September 2, 2014

Integers in PHP, running with scissors, and portability

Until recently I thought that currently popular scripting languages, which mostly evolved over last 10 years or something, must allow for easier portability across different platforms compared to ye good olde C/C++.

After all, their development started a few decades after C, so its notorious caveats are all well-known and should be easy to avoid when designing a new language, right?

However, PHP just brought me a new definition of “portable” – and that was when working with… integers.

PHP is not able to handle unsigned integers, and converts values over 2^31 to signed. So if your IDs go slightly over 2 billion, and PHP decides to treat them as integers, you’re in trouble.

Oh wait, no – that’s on 32-bit platforms only! PHP int size is platform-dependent, and it seems to be 8 bytes on our 64-bit boxes. Yes, the very same ones where C/C++ int is 4 bytes, you know.

That was the easy part. It was mostly documented.

Now, there’s a function called unpack() which essentially allows to convert different types of data from binary strings to PHP variables. What if you try to unpack unsigned 32-bit big endian integer (format code “N”)? Let’s check the doc:

If you specify a number beyond the bounds of the integer type, it will be interpreted as a float instead.

Having read the doc I personally blatantly relied upon it and expected that large unsigned 32bit numbers would be converted to float, or string, or something, but handled properly. However, a couple or so weeks ago the following notice suddenly appeared:

“Note that PHP internally stores integral values as signed. If you unpack a large unsigned long and it is of the same size as PHP internally stored values the result will be a negative number even though unsigned unpacking was specified.”

How sweet. No, it just could not behave like documented and convert 32-bit unsigned value to float on x32 or keep it integer on x64 – you now suddenly have to care about value size yourself. Ah, and by the way, there’s no official way to know what’s int size.
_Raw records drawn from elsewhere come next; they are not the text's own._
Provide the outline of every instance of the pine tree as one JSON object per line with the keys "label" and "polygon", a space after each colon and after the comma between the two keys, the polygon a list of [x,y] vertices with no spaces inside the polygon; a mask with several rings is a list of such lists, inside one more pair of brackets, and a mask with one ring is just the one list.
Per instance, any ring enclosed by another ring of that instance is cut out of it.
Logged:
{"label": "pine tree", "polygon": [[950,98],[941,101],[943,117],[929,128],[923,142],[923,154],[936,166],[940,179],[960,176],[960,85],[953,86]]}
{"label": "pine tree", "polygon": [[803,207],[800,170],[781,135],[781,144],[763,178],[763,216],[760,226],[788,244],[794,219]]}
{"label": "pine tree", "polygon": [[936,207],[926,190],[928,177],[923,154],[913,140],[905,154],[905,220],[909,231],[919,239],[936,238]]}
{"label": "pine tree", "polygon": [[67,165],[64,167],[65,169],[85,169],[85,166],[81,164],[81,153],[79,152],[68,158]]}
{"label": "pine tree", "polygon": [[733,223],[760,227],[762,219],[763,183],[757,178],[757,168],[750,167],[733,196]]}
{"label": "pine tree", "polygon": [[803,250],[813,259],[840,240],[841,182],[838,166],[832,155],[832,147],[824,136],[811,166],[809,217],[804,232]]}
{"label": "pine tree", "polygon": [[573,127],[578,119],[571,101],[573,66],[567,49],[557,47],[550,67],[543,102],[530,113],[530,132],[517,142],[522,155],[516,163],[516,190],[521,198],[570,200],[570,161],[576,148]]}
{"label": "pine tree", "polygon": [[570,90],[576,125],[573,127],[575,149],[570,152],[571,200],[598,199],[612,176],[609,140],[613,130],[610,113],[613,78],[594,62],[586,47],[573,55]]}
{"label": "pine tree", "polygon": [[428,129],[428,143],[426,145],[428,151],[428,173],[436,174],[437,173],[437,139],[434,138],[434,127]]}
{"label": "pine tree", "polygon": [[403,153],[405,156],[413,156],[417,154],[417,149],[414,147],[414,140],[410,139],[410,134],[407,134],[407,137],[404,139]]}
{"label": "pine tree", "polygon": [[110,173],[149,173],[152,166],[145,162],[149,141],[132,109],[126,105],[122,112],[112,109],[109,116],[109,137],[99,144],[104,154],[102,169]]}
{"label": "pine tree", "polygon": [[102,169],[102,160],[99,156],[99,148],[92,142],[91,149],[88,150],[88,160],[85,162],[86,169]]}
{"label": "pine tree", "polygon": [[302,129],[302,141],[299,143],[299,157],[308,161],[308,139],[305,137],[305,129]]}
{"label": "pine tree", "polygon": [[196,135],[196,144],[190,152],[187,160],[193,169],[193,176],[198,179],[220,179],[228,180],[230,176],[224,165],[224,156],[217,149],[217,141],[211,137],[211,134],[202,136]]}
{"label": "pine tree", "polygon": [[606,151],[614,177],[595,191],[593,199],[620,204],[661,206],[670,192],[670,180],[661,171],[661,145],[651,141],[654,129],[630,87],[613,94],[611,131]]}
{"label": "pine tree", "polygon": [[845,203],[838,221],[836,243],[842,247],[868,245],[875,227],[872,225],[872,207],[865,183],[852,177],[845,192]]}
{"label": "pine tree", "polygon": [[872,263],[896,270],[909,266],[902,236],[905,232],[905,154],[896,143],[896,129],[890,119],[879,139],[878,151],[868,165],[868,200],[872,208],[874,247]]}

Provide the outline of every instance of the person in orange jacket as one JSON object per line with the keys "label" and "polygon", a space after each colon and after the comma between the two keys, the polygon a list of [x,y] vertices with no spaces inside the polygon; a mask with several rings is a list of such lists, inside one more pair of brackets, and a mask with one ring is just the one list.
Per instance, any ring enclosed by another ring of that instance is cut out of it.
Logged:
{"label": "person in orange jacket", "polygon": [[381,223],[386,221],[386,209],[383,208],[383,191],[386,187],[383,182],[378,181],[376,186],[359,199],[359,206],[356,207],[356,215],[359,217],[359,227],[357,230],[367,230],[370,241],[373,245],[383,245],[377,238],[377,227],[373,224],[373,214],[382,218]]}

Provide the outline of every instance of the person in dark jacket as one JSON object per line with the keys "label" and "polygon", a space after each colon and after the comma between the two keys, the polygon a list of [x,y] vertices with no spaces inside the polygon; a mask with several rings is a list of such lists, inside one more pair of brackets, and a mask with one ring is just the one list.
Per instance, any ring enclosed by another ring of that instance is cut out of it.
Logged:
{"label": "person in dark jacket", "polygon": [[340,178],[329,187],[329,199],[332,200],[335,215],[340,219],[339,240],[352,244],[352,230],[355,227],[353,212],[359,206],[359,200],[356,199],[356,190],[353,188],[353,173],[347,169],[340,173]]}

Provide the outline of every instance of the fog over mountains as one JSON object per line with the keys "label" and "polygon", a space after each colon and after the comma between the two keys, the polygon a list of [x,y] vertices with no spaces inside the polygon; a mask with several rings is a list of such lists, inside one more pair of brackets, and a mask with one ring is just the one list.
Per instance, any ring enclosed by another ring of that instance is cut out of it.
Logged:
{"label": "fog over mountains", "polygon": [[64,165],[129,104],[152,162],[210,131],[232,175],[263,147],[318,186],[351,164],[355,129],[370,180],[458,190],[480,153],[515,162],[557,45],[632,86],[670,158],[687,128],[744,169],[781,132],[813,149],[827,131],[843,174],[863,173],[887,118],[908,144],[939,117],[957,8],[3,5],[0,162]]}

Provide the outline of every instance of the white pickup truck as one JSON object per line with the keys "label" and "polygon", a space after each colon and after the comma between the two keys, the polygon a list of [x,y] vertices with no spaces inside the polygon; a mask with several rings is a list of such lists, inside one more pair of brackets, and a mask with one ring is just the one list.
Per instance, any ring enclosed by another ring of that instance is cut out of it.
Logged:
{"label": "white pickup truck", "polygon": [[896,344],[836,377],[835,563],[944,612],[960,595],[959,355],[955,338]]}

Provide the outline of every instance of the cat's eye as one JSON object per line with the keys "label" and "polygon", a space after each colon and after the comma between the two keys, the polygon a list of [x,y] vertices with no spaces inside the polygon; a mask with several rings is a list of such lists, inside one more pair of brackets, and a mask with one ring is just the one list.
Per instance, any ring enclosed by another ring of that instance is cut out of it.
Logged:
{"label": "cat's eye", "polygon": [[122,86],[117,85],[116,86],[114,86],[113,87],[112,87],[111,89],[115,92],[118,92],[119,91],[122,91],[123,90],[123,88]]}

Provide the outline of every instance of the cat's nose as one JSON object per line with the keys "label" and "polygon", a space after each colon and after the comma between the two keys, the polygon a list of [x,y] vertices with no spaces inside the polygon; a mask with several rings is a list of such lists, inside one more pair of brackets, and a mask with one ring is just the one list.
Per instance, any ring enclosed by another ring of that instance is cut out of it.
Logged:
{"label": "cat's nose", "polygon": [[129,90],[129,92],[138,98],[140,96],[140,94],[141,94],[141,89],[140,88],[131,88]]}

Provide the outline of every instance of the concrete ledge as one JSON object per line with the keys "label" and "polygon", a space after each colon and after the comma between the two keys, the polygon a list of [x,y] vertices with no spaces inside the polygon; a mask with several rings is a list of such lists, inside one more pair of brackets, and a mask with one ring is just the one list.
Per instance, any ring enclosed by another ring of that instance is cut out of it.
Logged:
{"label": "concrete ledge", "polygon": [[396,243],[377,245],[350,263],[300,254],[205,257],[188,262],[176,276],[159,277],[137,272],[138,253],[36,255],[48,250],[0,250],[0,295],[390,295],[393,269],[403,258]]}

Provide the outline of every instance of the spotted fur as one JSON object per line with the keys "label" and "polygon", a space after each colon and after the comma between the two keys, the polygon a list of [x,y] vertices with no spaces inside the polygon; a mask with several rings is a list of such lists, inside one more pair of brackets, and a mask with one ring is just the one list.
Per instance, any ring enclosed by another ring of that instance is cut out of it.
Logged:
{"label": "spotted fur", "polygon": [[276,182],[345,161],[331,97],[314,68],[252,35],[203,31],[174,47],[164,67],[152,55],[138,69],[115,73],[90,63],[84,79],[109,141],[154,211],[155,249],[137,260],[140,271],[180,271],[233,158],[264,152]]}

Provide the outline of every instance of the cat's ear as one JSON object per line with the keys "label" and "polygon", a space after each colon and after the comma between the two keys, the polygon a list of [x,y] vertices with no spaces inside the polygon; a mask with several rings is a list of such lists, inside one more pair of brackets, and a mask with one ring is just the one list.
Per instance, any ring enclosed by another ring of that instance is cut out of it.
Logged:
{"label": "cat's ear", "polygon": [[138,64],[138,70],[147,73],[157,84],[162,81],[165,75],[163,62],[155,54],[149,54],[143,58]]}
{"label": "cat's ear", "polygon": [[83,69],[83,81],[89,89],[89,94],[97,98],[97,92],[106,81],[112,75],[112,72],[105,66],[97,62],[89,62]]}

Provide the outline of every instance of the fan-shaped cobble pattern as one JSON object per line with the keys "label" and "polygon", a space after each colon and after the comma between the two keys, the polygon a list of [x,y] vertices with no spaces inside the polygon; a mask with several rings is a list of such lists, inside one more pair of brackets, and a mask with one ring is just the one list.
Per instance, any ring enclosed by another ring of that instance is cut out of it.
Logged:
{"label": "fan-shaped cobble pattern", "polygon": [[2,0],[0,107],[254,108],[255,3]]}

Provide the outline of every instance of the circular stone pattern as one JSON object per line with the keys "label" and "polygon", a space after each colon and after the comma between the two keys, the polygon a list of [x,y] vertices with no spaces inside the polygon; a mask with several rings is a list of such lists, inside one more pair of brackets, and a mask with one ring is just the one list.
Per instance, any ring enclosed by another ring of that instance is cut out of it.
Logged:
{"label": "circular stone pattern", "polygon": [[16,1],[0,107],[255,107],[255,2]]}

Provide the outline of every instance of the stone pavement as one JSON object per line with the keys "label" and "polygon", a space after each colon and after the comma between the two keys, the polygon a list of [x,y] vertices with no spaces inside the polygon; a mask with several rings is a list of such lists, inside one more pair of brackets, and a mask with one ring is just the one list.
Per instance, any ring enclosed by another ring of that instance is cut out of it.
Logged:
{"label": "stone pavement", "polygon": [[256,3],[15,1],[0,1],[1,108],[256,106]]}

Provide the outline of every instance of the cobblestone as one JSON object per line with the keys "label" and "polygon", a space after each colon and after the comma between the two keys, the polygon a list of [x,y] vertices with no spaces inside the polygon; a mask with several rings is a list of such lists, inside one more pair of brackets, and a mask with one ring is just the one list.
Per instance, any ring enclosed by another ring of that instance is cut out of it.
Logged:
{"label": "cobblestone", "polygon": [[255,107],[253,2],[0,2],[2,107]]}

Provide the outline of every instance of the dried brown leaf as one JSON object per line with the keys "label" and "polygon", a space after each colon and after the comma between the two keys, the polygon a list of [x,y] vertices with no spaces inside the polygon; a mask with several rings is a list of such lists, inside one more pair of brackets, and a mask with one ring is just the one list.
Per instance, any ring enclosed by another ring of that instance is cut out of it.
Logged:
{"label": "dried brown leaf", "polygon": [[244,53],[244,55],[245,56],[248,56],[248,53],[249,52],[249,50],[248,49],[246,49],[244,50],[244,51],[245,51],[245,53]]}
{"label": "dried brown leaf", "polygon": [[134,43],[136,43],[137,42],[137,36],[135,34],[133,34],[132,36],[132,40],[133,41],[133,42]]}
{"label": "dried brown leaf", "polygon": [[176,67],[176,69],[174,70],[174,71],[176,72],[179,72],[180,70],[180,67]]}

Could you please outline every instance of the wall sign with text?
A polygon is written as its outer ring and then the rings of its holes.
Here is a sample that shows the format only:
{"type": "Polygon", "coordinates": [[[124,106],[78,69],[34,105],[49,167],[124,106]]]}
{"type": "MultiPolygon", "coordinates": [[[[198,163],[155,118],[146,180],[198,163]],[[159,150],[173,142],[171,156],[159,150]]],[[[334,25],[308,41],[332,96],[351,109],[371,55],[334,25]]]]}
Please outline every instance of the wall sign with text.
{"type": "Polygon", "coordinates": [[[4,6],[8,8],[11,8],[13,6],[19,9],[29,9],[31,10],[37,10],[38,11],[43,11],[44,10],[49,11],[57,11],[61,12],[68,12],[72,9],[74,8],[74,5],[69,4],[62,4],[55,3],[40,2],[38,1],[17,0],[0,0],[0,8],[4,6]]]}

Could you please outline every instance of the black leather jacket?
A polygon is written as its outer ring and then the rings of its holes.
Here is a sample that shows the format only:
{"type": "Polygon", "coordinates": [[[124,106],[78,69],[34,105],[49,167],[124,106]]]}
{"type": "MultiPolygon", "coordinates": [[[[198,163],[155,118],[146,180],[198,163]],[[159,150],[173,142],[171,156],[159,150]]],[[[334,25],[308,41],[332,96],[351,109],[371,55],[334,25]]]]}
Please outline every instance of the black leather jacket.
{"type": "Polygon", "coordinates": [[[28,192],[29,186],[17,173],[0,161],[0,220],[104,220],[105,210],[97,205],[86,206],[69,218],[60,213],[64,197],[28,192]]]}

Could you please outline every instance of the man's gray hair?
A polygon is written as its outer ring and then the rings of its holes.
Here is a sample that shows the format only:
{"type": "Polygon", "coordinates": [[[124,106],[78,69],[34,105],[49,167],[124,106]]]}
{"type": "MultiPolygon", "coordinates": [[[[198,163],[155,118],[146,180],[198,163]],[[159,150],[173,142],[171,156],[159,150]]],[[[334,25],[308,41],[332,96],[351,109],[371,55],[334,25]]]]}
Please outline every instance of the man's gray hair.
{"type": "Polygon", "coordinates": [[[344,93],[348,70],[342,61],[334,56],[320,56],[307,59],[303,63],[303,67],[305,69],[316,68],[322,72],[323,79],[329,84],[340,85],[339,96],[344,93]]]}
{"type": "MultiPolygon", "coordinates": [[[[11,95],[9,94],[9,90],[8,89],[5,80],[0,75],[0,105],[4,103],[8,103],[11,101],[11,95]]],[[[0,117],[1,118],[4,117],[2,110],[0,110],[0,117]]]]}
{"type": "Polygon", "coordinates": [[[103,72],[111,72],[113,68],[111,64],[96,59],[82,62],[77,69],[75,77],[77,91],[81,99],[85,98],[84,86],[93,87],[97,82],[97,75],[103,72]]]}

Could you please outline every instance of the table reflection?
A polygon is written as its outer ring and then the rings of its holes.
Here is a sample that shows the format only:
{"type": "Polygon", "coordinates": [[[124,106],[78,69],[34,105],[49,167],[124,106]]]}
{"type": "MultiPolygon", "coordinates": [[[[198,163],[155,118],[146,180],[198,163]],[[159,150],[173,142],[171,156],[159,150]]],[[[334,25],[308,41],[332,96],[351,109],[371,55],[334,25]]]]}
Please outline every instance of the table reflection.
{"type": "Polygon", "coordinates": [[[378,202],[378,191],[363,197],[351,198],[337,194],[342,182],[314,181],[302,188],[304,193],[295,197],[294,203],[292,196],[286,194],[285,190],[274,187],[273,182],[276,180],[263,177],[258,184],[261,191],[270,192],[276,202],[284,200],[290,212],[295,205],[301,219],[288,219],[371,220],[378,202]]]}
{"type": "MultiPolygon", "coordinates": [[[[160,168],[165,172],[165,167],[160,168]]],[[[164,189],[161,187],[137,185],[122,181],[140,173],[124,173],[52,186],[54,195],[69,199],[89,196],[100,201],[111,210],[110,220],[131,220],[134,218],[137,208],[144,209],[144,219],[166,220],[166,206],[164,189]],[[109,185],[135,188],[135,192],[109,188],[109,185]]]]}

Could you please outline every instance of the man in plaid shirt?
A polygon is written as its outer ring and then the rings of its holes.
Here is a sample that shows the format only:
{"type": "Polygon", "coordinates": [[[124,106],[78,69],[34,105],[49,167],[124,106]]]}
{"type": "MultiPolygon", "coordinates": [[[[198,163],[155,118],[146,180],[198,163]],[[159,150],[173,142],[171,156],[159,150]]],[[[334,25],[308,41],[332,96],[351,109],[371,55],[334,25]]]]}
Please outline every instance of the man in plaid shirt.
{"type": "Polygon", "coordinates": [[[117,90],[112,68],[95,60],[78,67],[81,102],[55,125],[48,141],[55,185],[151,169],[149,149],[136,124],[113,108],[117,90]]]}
To make things even better, 5.2.1 introduced a nice bug in unpack(), which f..ed unpacking less-than-16-bit values on x64. (I assume you understand that “f..ed” means “fixed”). It took some time and several tries to convince PHP team that x64 has enough bits to hold 16-bit unpacked value, but thankfully its now acknowledged and assigned.

To summarize, if you need to unpack an unsigned 32bit int from binary stream, you have to:

  • convert it to float or string manually,
  • do that depending on int size on current platform,
  • which can not be done using anything documented,
  • and specifically avoid PHP 5.2.1 on x64.

Most people could probably learn all that, and then use sprintf(“%u”,$id), work with string IDs everywhere, avoid 5.2.1 and be happy.

Unfortunately, my final goal was to have support for 64-bit document IDs…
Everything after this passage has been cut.